Ранбольной Лавренко сделал себе заметку в памяти, что нормальные парни в определенных обстоятельствах бывают еще и поопаснее фрицев. Специфика службы, как любит повторять ученый старший лейтенант Земляков. Нужно делать выводы, стараться улучшать и предугадывать обстановку, использовать обстоятельства и не давать по пустякам ломать себе кости. Имелась мысль у Тимофея, что службу в СМЕРШ нужно продолжать, ведь есть же польза от сержанта Лавренко. Задание, как ни крути, выполнили. Вот старлей Нерода…
О судьбе прикрывавшего отход командира никаких точных вестей не имелось. По здравому размышлению, это не так и плохо. Если бы погиб, наверное, знали бы в опергруппе, а так все как-то уклончиво пояснили. Возможно, засекречено. Ну, когда-нибудь узнаем.
О задержании гражданки Лизаветы и отходе группы от дома полковника Тимофей постарался изложить в рапорте подробно и правильно, накалякал сразу, как оклемался. Понятно, писать подобные бумаги еще не приходилось, но некоторые формулировки и обороты доводилось слышать от офицеров группы, так что поднатужился и написал. Не все гладко – ну, все ж из госпиталя излагал, дадут снисхождение. Гм, наверное, дадут.
Рыже-задержанную старался не выгораживать, но изложил четко и ясно: содействие оказывала; пусть воспитания не советского, но может быть полезна и востребована для дальнейшей работы. Эх, самонадеянно для сержанта, едва ли одобрят, но не пропадать же рыжему человеку из-за малодушия и нерешительности отдельных военнослужащих? Пусть у нее шанс остается.
Рапорт передал особисту госпиталя. Тот никакого удивления не проявил: определенно знал, что подломанного сержанта сюда не из пехоты привезли. Через несколько дней особист зашел проведать, задал несколько дополнительных вопросов. Ничего прямо не сказал, но Тимофей уже слегка умел между слов читать: начальство в общем-целом довольно, рвать и метать пока не думает. Ну и хорошо.
Через день товарищ Лавренко был принят в комсомол. Без всяких формальностей и торжественностей – принесли билет да поздравили. Тимофей не думал, что станет комсомольцем прямиком в больничных тапочках, но жизнь – она такая.
– Gentleman sat down at the table and picked up a newspaper, – бормотал ранбольной Лавренко, одним глазом подглядывая в учебник.
Рука в гипсе удобно устроилась на застланной полотенцем спинке кровати, здоровая рука работала шилом, готовя туфлю к починке. Предмет обуви лежал на разостланной газете. Нога у хирургической сестры узкая, мается, бедняга, подобрать новую пару туфель времени нет, а в сапогах неудобно. Как тут не помочь? И не потому, что брови черные вразлет, а чисто по-товарищески и для пользы общего медицинского дела.

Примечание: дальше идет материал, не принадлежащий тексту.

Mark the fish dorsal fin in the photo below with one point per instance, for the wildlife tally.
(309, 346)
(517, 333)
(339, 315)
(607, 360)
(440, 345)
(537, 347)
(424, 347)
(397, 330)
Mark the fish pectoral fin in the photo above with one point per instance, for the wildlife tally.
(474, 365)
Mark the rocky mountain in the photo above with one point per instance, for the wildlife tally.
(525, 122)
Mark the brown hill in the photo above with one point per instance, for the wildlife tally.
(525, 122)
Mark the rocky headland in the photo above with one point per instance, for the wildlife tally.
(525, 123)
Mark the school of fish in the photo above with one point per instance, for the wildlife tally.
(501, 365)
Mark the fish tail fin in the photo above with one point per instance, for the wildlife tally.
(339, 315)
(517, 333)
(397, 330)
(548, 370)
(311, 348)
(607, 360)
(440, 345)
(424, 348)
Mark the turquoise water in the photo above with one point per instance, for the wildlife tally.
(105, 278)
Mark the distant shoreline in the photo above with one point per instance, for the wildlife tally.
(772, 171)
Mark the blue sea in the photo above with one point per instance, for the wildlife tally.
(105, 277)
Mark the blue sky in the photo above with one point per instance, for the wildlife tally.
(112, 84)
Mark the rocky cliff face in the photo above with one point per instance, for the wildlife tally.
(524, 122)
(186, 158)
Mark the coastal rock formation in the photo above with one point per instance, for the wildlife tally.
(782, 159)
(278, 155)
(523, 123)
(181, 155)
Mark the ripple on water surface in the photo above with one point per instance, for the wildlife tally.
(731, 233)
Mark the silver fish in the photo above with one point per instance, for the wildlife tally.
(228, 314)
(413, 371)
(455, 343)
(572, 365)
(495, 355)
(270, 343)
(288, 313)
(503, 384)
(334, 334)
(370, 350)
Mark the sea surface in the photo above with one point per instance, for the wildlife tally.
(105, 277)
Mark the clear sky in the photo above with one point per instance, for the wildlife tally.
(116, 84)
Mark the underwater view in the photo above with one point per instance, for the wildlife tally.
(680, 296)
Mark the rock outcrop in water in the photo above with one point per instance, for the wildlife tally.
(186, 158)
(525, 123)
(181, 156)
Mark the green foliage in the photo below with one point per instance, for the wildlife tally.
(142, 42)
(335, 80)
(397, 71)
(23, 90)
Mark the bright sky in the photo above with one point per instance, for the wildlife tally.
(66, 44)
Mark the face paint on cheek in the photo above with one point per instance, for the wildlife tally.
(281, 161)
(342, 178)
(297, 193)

Шило, учебник английского и прочие личные вещи больному оставили заезжавшие товарищи. Учебник пришелся очень кстати, поскольку читать было нечего, книжки из тощей госпитальной библиотеки шли нарасхват. Язык британцев оказался интересным, хотя и сложноватым, с румынским или сербским не сравнить. Тимофей подозревал, что после одоления книги произношение все равно останется молдавско-харьковским, но хоть так. Попадутся документы на языке союзников, суть-то уловить уже удастся.
Сосед спал без задних ног, госпиталь готовился к отбою, было слышно, как нянечка гонит по палатам непоседливых легкораненых.
– Man was filling out a postcard… – пробурчал Тимофей, уже не глядя в книгу.
Гм, открытку… А если, допустим, заполнял шифровку? Отчего в учебнике нормальные слова-то не упоминаются? Мало ли что англичане пока союзники, впереди может и иначе все повернуться, буржуйский характер проявят…
В коридоре внезапно все затихло, только уверенные неторопливые шаги постукивали. Обход уже, что ли? Тимофей насторожился, сунул газету с сапожной работой под койку, заслонил тапками.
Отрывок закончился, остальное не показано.